There is a saying that regulations are written in blood, and the Gilded Age is most likely where that originated from. According to Khan Academy, “Between 1881 and 1900, 35,000 workers per year lost their lives in industrial and other accidents at work.” This is because, without anyone standing up to them, the business owners could do whatever they liked, and they cared a good deal more about production and lining their own pockets (and houses — the History.com article has some incredible examples) with money than they did about the people they were exploiting, and killing, to do that.

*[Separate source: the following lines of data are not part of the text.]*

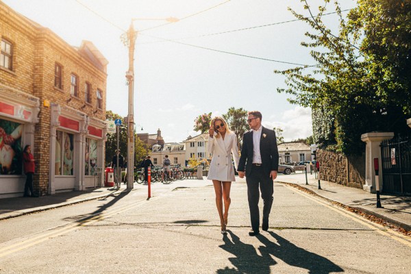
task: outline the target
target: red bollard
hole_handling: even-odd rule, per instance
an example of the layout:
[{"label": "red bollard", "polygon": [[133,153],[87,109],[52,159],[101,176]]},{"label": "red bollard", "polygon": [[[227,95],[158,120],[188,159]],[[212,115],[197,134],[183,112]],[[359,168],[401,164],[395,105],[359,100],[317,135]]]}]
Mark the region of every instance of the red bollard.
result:
[{"label": "red bollard", "polygon": [[151,168],[150,166],[148,167],[149,170],[147,172],[147,184],[149,184],[149,198],[151,197]]}]

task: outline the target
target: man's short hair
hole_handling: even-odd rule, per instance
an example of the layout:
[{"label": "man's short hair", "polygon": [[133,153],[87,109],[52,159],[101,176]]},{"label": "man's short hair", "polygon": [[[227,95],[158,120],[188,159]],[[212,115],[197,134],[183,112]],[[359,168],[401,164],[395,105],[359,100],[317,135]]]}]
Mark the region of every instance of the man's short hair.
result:
[{"label": "man's short hair", "polygon": [[260,118],[260,121],[261,121],[261,119],[262,119],[262,115],[261,114],[261,112],[260,112],[258,110],[253,110],[251,112],[248,112],[248,114],[253,115],[253,116],[257,118]]}]

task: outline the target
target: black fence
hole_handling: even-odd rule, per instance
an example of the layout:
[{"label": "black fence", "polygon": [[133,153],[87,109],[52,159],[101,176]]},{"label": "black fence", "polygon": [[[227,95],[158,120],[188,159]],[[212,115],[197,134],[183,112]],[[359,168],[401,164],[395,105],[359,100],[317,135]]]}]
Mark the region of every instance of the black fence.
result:
[{"label": "black fence", "polygon": [[381,155],[382,191],[411,194],[411,136],[383,141]]}]

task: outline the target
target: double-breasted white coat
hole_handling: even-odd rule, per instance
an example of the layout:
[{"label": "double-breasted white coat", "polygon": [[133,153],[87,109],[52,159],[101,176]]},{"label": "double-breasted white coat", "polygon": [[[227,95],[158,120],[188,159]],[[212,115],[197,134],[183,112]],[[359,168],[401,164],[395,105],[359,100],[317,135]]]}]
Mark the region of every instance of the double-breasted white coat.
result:
[{"label": "double-breasted white coat", "polygon": [[236,169],[238,166],[238,147],[237,136],[233,132],[226,132],[224,140],[221,136],[216,138],[214,132],[212,138],[208,139],[208,151],[212,153],[210,163],[210,170],[207,179],[222,182],[235,182],[234,169],[232,162],[232,155],[234,160]]}]

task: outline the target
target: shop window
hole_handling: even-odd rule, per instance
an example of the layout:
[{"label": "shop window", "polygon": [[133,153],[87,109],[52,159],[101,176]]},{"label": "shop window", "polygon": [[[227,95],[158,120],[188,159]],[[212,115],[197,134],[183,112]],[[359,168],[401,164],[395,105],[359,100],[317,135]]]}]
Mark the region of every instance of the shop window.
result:
[{"label": "shop window", "polygon": [[306,160],[306,153],[300,153],[300,162]]},{"label": "shop window", "polygon": [[97,163],[97,140],[86,138],[86,153],[84,155],[84,175],[95,176]]},{"label": "shop window", "polygon": [[86,82],[84,86],[84,97],[86,103],[91,103],[91,84],[88,82]]},{"label": "shop window", "polygon": [[100,90],[97,90],[97,108],[103,108],[103,94]]},{"label": "shop window", "polygon": [[23,125],[0,119],[0,175],[23,174]]},{"label": "shop window", "polygon": [[0,51],[0,66],[5,68],[12,68],[13,45],[5,39],[1,39],[1,51]]},{"label": "shop window", "polygon": [[74,156],[74,135],[66,132],[57,132],[55,136],[55,163],[56,175],[73,175]]},{"label": "shop window", "polygon": [[62,66],[55,63],[54,66],[54,86],[60,90],[62,88]]},{"label": "shop window", "polygon": [[71,86],[70,86],[70,95],[77,97],[79,89],[79,77],[75,74],[72,73],[71,79]]}]

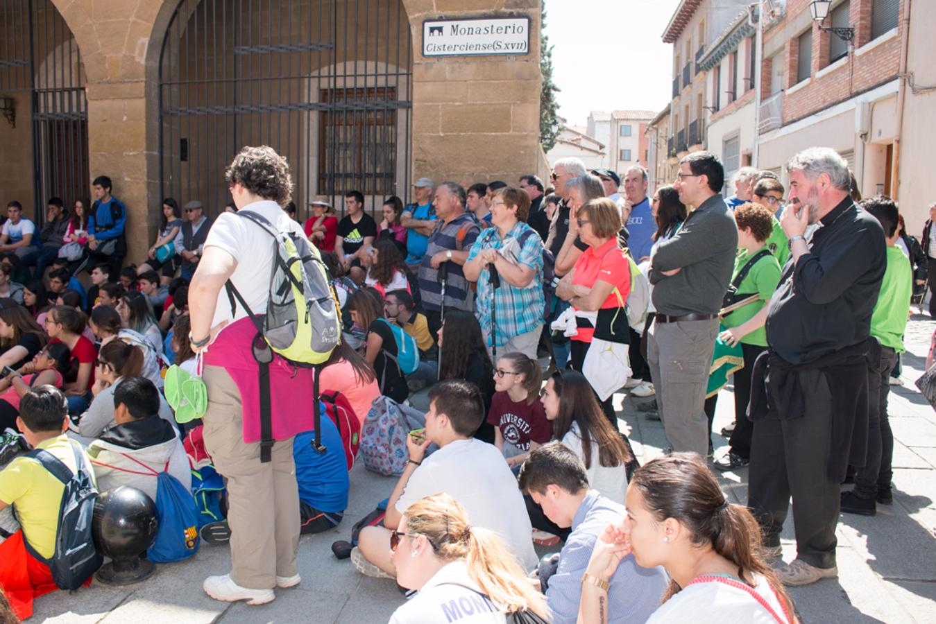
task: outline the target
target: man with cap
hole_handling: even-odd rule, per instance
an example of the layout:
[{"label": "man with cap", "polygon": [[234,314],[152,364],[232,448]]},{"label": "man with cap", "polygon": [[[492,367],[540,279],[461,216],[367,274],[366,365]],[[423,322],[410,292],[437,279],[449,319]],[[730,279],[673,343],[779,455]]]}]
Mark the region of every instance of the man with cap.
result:
[{"label": "man with cap", "polygon": [[205,208],[197,199],[193,199],[183,207],[185,210],[185,221],[182,224],[182,228],[176,234],[174,241],[176,254],[182,258],[182,271],[180,275],[191,280],[195,274],[195,269],[201,259],[201,254],[205,247],[205,239],[208,238],[208,230],[212,225],[208,217],[205,216]]},{"label": "man with cap", "polygon": [[429,237],[435,229],[435,210],[432,209],[432,191],[435,184],[430,178],[419,178],[413,182],[414,202],[403,209],[400,225],[409,230],[406,235],[406,264],[418,268],[426,254]]}]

It was during this time period that many unions, like the Knights of Labor, were formed, and strikes became a more common occurrence. Two notable such strikes were the Homestead Strike at Homestead Steelworks, where a gunfight broke out between striking workers and the “strikebreakers” brought in to forcibly reopen the steelworks, and the Pullman Strike, in which railroad workers nationwide refused to move trains in protest of wage cuts without proportionate rent cuts in Pullman’s company town outside Chicago. In both cases government troops, in the former case state and in the latter, federal, were dispatched to end the strikes.

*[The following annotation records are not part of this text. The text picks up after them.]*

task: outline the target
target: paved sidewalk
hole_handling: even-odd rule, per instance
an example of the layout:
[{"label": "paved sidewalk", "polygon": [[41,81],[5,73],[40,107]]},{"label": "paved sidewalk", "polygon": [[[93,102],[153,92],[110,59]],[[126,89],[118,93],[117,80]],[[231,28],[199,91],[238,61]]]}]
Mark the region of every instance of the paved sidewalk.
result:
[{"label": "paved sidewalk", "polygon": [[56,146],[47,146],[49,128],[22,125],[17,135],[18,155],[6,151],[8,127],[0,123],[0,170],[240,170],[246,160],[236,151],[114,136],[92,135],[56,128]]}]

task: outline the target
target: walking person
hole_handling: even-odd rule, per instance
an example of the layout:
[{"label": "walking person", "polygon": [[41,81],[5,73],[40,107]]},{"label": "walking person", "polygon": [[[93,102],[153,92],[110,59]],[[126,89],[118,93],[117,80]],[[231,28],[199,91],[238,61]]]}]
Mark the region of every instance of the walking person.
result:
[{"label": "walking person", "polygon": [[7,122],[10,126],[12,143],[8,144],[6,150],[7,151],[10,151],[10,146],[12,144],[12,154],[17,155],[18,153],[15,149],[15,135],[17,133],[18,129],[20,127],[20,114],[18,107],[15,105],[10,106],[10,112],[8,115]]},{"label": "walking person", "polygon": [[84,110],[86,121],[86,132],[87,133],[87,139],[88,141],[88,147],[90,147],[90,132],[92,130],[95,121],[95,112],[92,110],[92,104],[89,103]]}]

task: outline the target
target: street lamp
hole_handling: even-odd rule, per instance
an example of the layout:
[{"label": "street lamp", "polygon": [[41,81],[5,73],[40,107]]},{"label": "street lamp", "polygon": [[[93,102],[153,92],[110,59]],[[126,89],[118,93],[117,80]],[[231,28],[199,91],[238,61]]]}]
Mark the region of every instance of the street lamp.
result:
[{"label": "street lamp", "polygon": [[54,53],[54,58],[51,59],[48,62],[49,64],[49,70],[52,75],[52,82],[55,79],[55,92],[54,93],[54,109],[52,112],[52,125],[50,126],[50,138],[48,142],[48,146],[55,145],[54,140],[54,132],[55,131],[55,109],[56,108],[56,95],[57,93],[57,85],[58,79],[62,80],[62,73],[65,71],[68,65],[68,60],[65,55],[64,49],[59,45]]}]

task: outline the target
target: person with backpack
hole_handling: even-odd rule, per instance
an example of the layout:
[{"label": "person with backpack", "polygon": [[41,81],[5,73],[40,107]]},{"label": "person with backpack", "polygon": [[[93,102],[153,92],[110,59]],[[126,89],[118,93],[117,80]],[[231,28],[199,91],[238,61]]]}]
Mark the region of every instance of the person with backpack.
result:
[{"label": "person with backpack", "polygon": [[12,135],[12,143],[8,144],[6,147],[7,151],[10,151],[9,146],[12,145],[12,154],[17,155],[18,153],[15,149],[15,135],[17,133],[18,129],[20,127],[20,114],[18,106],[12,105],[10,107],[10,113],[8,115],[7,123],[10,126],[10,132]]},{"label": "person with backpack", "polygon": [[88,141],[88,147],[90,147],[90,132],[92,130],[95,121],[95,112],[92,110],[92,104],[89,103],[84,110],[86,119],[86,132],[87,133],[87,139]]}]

Not much progress was made during the Gilded Age. Management would crack down on the workers who dared to speak out, and when the government did get involved they consistently sided with the businesses over the workers. While some rights were won, those were on a business-by-business basis, rather than government regulations protecting the rights of the people. As a whole, little was accomplished for workers’ rights during this time. However, these strikes and the continued expression of discontent would pave the road for labor laws and industrial regulation in the future, providing us with the much safer working conditions we have today.